Posted on Sunday 13 April, 2008

We went to a benefit last night for Leadership High School, a charter school in San Francisco. When is the last time you heard about a high school with a documented academic philosophy? When is the last time you heard about a high school that requires it’s students to have demonstrated social responsibility, personal responsibility, critical thinking, and strong communication skills in order to graduate? 100% of last year’s class graduated. 100% of last year’s graduating class went to college. I’m going to say that again, 100% of last year’s class went to college.

Ten years ago, a group of teachers and administrators set out to change the face of public education. Right now Leadership High School is changing the face of public education.

What is your ten year goal?

Scott Johnston @ 8:54 am
Filed under: Uncategorized
So much talk

Posted on Sunday 6 April, 2008

This week music companies announced a partnership with MySpace to offer a music download service. I have to believe that most of the articles written simply copied the press release because nobody seemed to have asked even the most basic question: “when?” Or even better, “Haven’t you announced something like this before? That didn’t seem to work out so well. How is this different?” The rise of digital music has produced more press releases announcing intention than any technology shift I have seen. When will this industry realize they actually have to do something as oppose to just announce something? Is it the music companies, or just a large company problem? Why do they feel the need to announce intention instead of announcing product?

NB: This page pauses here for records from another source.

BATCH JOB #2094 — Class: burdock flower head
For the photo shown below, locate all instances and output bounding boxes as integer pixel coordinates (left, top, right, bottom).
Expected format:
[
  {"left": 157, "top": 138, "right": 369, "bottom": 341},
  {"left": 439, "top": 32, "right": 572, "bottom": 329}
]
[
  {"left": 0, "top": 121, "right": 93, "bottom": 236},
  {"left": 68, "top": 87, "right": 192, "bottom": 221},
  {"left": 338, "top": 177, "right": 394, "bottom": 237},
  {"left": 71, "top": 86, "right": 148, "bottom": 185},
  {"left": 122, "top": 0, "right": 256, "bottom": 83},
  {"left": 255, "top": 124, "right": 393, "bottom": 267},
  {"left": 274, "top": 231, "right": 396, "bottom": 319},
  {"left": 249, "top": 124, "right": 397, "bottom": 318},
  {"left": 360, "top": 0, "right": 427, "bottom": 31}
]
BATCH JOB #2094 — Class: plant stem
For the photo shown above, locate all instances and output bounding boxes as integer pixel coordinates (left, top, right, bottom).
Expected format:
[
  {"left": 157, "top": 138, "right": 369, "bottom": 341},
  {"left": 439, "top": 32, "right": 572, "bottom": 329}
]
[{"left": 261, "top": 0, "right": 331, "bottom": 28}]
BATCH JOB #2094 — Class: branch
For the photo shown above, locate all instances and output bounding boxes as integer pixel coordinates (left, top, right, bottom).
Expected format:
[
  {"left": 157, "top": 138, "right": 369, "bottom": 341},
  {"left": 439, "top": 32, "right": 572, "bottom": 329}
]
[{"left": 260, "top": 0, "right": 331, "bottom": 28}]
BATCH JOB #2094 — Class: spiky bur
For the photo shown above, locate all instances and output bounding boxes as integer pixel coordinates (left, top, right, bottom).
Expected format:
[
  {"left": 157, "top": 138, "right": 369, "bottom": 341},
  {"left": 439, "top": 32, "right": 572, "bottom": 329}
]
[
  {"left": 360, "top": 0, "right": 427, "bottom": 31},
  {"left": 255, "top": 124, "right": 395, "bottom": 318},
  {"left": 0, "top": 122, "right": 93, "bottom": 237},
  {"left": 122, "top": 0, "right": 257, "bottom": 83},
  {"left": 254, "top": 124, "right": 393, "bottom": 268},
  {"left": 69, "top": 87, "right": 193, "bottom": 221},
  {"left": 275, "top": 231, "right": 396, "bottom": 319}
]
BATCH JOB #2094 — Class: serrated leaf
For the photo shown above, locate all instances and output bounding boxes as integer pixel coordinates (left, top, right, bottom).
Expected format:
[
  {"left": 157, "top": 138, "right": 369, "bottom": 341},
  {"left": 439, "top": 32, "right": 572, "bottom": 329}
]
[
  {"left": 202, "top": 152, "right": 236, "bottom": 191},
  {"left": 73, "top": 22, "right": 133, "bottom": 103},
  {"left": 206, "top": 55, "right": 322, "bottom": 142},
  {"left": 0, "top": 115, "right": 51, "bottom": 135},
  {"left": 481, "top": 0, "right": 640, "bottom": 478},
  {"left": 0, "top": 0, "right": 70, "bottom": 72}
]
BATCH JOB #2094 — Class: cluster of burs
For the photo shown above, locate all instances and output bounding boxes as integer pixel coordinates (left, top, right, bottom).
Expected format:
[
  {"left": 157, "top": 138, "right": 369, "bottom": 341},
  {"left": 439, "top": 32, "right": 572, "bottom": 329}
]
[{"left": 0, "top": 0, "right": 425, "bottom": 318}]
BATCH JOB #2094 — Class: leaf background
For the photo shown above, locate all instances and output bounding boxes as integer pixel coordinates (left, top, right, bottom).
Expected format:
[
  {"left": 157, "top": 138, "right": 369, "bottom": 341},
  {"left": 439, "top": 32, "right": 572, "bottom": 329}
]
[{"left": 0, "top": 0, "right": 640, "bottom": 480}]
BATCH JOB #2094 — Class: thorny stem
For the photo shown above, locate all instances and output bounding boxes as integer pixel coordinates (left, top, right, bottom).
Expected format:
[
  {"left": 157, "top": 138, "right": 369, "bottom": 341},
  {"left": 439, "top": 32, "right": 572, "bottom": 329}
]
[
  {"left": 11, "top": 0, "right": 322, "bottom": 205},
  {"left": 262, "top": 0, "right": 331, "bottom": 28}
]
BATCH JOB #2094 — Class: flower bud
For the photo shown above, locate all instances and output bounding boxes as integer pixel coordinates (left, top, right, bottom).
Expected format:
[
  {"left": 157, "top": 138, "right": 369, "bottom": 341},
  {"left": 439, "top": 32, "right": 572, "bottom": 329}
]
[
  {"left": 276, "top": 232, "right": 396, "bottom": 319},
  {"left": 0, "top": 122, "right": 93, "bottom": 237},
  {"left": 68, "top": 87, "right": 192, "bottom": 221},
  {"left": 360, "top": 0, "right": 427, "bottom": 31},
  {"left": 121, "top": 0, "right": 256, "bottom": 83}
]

Let’s write some headlines post-success:

[Sept, 1999] Steve Jobs announced Apple would redefine the music player and how users interacted with their media. The device, yet to be designed or built, will play music, but eventually support video and maybe even a cell phone. “I’m really excited about this idea. I talked to the board about it and I’m just forming a team to design a prototype. It is going to be an amazing success.”

Or maybe sports:

[Aug, 1993] Tiger Woods, a student at Stanford University, announced today he would become the best golfer of all time. “I feel like I have the foundation and the background,” said Mr. Woods, “all I need to do is execute.” He will team up with Jack Nicklaus as his mentor. “I have the experience, and Tiger has the youth, ” said Mr. Nicklaus, “it is an amazing combination.”

Maybe, I’m wrong. Maybe this time they will do something. Maybe it will be an amazing success. But the quote below doesn’t give me much confidence.

MySpace Music will be run by an executive team that will report to a board composed of representatives from MySpace and the music labels.

Meanwhile, while the board is driving the project into mediocrity, I’m going to go buy some music from iTunes.

Scott Johnston @ 5:56 pm
Filed under: Uncategorized
FriendFeed, first impresssions

Posted on Monday 31 March, 2008

I got a chance to check out FriendFeed this morning while Niko was watching Sesame Street and was really impressed. I was up and running with a consolidated feed of:

  • Twitter
  • Two blogs
  • Netflix
  • Google Talk status
  • Flickr photos
  • Picasa Web photos
  • Google Reader shared items

I also hooked up LinkedIn and Facebook but I’m not sure what that means exactly.

I was really impressed with how quickly I could pull all this stuff together and how easy it was to find other friends using FriendFeed. Kudos to the team for putting together an app which is so easy to use. I also tried Plaxo Pulse but it wasn’t even in the same league.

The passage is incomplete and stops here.